Infrastructure. The Philippines came 95th out of 144 countries for its infrastructure quality in a 2015 report by the World Economic Forum. Public Private Partnership (PPP) schemes for large infrastructural projects remain dominated by domestic corporations. The vetting and bidding process can be cumbersome; arbitration mechanisms to handle disputes between parties are time consuming and often end with unsatisfactory resolutions. Ten PPP projects due for completion in 2011 were finally delivered in 2015.
Corruption. Foreign investors are vulnerable to bribery and extortion when applying for licences. Facilitation payments are not covered by anti-corruption regulations. Small-value “gifts” are deemed part of cultural tradition. The Customs Department is plagued by malpractice; fraud is common in the filing of import and export documents. From 168 countries surveyed worldwide, Transparency International placed the Philippines joint 95th with Mexico and Mali in its 2015 Corruption Perception Index.
Rule of law. Foreign corporations fair badly when seeking judicial redress. Courts exercise favouritism and undue influence. Litigation is costly and lengthy. The legal framework for dealing with corruption is complex and ineffectively prosecuted or ignored. Law enforcement is often weak, disinterested or non cooperative. The World Justice Project’s 2015 Rule of Law Index ranked the Philippines 9th out of the 15 nations surveyed across East Asia and Pacific after recording low scores for both civil and criminal justice.
Terrorism. Foreign governments routinely issue travel warnings to parts of the large resources-rich southern island of Mindanao where kidnap for ransom remains a real threat. Three of this region’s terrorist groups now have allegiances to Islamic State. End 2015, the terrorism threat level was raised to Level III (high probability) in 19 areas Out of 39 countries surveyed by the Institute for Economics and Peace for its 2015 Global Terrorism Index, the Philippines came 11th (just 0.2 points behind Libya).
Power grid. Outages and power rotation from area to area, industry to domestic usage are a predictable part of the Philippines summer as the government imposes aggressive energy-conservation measures. Although grid capacity is being added, it continues to fall far short of meeting industrial and domestic demand. In 2015, the country was operating with a 350MW output shortfall.
Internet. Slow and expensive. The Philippines has an average Internet speed of 3.64 megabytes per second (Mbps) comparing unfavourably with its regional neighbours: Thailand, 19.82Mbps; Vietnam, 17.70; Cambodia, 9.04; Malaysia, 7.03; Laos, 6.92; Indonesia, 6.69 and Myanmar, 6.65. A 2015 study by Internet metrics provider, Ookla, ranked the Philippines 176 out of the 202 countries surveyed worldwide. In the whole of Asia, only war-ravaged Afghanistan had lower speeds. But it is also one of the world’s most expensive connections with Internet users in the Philippines paying on average each month US$18.19 per Mbps – 349% more than the average global monthly rate of US$5.21 per Mbps. On costs, the Philippines ranked 161 of the 202 countries in the study. (Phone calls are among the region’s costliest. Inadequate cable infrastructure and lack of real competition in the sector are the root causes).
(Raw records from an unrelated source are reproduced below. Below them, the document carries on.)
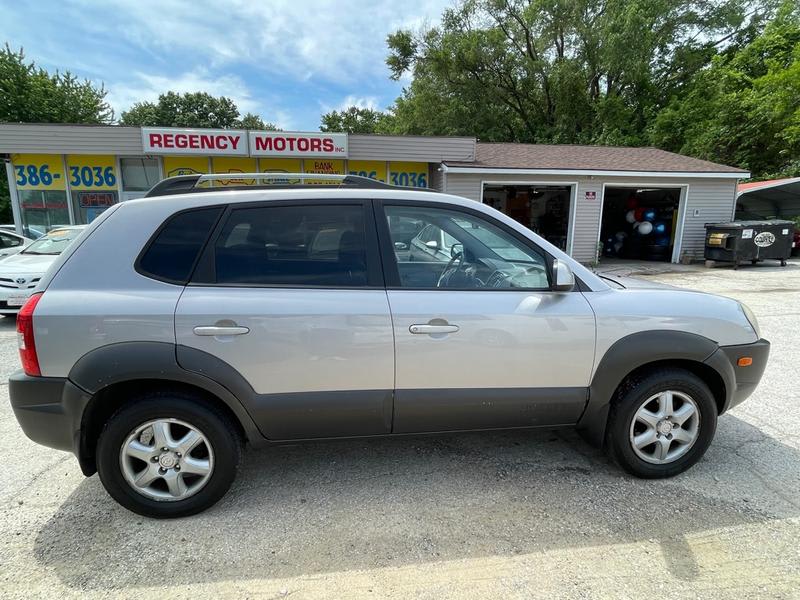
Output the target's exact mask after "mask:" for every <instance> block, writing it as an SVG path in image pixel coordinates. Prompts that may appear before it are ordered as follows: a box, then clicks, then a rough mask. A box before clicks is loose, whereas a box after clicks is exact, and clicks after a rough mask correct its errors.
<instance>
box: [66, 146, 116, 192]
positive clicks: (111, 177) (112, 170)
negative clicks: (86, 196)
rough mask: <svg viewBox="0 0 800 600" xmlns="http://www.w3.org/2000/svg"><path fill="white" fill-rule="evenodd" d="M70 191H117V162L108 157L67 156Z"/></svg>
mask: <svg viewBox="0 0 800 600" xmlns="http://www.w3.org/2000/svg"><path fill="white" fill-rule="evenodd" d="M67 169H68V171H69V175H68V176H69V189H70V190H86V191H90V192H91V191H96V190H112V191H116V189H117V160H116V158H114V157H113V156H110V155H93V154H72V155H69V156H67Z"/></svg>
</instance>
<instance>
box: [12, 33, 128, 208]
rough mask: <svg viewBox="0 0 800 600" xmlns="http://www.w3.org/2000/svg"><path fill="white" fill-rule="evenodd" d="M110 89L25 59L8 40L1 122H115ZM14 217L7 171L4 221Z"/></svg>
mask: <svg viewBox="0 0 800 600" xmlns="http://www.w3.org/2000/svg"><path fill="white" fill-rule="evenodd" d="M105 97H106V91H105V88H104V87H103V86H102V85H100V86H99V87H98V86H96V85H94V84H93V83H92V82H90V81H88V80H83V81H81V80H79V79H78V78H77V77H76V76H75V75H73V74H72V73H70V72H69V71H66V72H64V73H60V72H58V71H56V72H55V73H54V74H50V73H48V72H47V71H45V70H44V69H42V68H40V67H37V66H36V64H35V63H33V62H27V61H26V60H25V53H24V52H23V50H22V49H21V48H20V49H19V50H18V51H17V50H12V49H11V47H10V46H9V45H8V44H6V45H5V47H4V48H3V49H2V50H1V51H0V122H4V123H89V124H100V123H111V122H113V120H114V111H113V110H112V109H111V107H110V106H109V104H108V103H107V102H106V101H105ZM10 220H11V200H10V194H9V190H8V181H7V179H6V177H5V174H4V173H3V174H1V175H0V221H3V222H9V221H10Z"/></svg>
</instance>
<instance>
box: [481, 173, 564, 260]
mask: <svg viewBox="0 0 800 600" xmlns="http://www.w3.org/2000/svg"><path fill="white" fill-rule="evenodd" d="M572 188H573V186H571V185H546V184H536V183H531V184H515V185H500V184H485V185H484V186H483V202H484V204H488V205H489V206H491V207H492V208H496V209H497V210H499V211H500V212H502V213H505V214H507V215H508V216H509V217H511V218H512V219H514V220H515V221H518V222H520V223H522V224H523V225H525V227H528V228H529V229H532V230H533V231H535V232H536V233H538V234H539V235H540V236H542V237H543V238H544V239H546V240H547V241H548V242H550V243H551V244H553V245H554V246H558V247H559V248H561V249H562V250H566V249H567V240H568V236H569V221H570V209H571V204H572Z"/></svg>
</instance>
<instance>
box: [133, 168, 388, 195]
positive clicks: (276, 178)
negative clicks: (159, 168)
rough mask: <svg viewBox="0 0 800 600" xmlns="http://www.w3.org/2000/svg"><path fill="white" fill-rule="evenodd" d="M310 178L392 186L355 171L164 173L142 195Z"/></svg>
mask: <svg viewBox="0 0 800 600" xmlns="http://www.w3.org/2000/svg"><path fill="white" fill-rule="evenodd" d="M313 182H330V183H331V184H333V183H338V186H337V187H348V188H365V189H375V188H394V187H395V186H392V185H390V184H388V183H384V182H382V181H377V180H375V179H370V178H369V177H360V176H358V175H331V174H328V173H214V174H207V175H203V174H192V175H178V176H176V177H168V178H167V179H164V180H162V181H159V182H158V183H157V184H155V185H154V186H153V187H152V188H150V190H149V191H148V192H147V193H146V194H145V195H144V197H145V198H149V197H151V196H170V195H173V194H195V193H197V192H218V191H220V190H252V189H263V188H269V189H275V188H295V187H298V186H303V187H306V186H309V187H310V186H313V187H316V185H314V183H313ZM217 184H219V185H217ZM317 185H318V184H317Z"/></svg>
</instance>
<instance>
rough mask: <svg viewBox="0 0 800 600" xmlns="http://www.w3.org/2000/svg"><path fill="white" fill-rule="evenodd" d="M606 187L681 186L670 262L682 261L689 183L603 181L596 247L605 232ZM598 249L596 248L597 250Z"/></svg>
mask: <svg viewBox="0 0 800 600" xmlns="http://www.w3.org/2000/svg"><path fill="white" fill-rule="evenodd" d="M606 187H630V188H639V187H643V188H681V195H680V198H679V199H678V217H677V218H678V225H677V227H676V228H675V239H674V240H673V245H672V257H671V258H670V262H672V263H677V262H679V261H680V256H681V255H680V252H681V249H682V246H683V225H684V221H685V220H686V205H687V204H688V203H689V184H688V183H682V184H678V183H669V182H655V183H654V182H652V181H651V182H648V183H633V182H630V183H628V182H625V183H607V182H604V183H603V188H602V192H601V196H600V218H599V219H598V221H597V242H596V243H595V249H596V248H597V247H599V245H600V234H601V233H602V232H603V210H604V209H605V207H606ZM595 251H596V250H595Z"/></svg>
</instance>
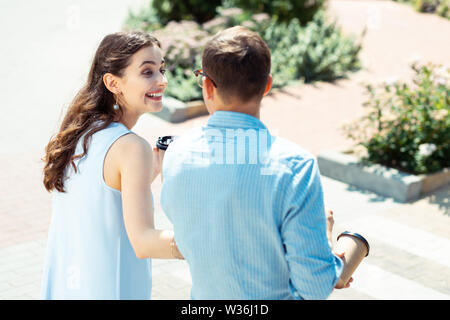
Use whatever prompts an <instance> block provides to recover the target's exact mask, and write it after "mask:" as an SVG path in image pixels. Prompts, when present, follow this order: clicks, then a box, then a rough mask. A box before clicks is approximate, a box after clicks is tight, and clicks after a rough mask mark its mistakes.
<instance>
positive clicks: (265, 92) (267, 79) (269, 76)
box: [264, 74, 273, 96]
mask: <svg viewBox="0 0 450 320" xmlns="http://www.w3.org/2000/svg"><path fill="white" fill-rule="evenodd" d="M272 81H273V78H272V75H271V74H269V76H268V77H267V84H266V88H265V89H264V96H265V95H266V94H268V93H269V91H270V89H271V88H272Z"/></svg>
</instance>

Mining. Virtually a closed shop. Sec.2, Art XII of the Constitution states that exploration, development and utilisation of natural resources is reserved for Filipinos. Foreign mining corporations can take a maximum 40% stake in a mine, for which they would provide the majority of funding, technological support and management for the joint venture. Meanwhile, government and local miners clash over issues of equity sharing and windfall profits, provincial councils impose their own levies, the Roman Catholic Church along with indigenous groups decry and protest at the desecration of the pastoral landscape. Not surprisingly, the large international mining groups give the Philippines a wide berth. But they would love to be there. The Philippines has an estimated US$1.4 trillion in mineral reserves. It’s vast deposits of copper, nickel, chromite, aluminium and gold, among the largest in the world, cover an estimated nine million hectares – yet mining permits have been issued for less than 2% of this area.
Red tape. There is a massive dislocation between the central and provincial governments – the country’s largest employers. Bureaucratic formalities, quadruplicate filing, signatory requirements of absent officials, misdirection by government staff, inadequately explained regulations and rules combine to choke new business. Of the 189 economies surveyed by the World Bank Group’s 2016 Doing Business report, the Philippines was ranked 103, a drop of five places from the previous year.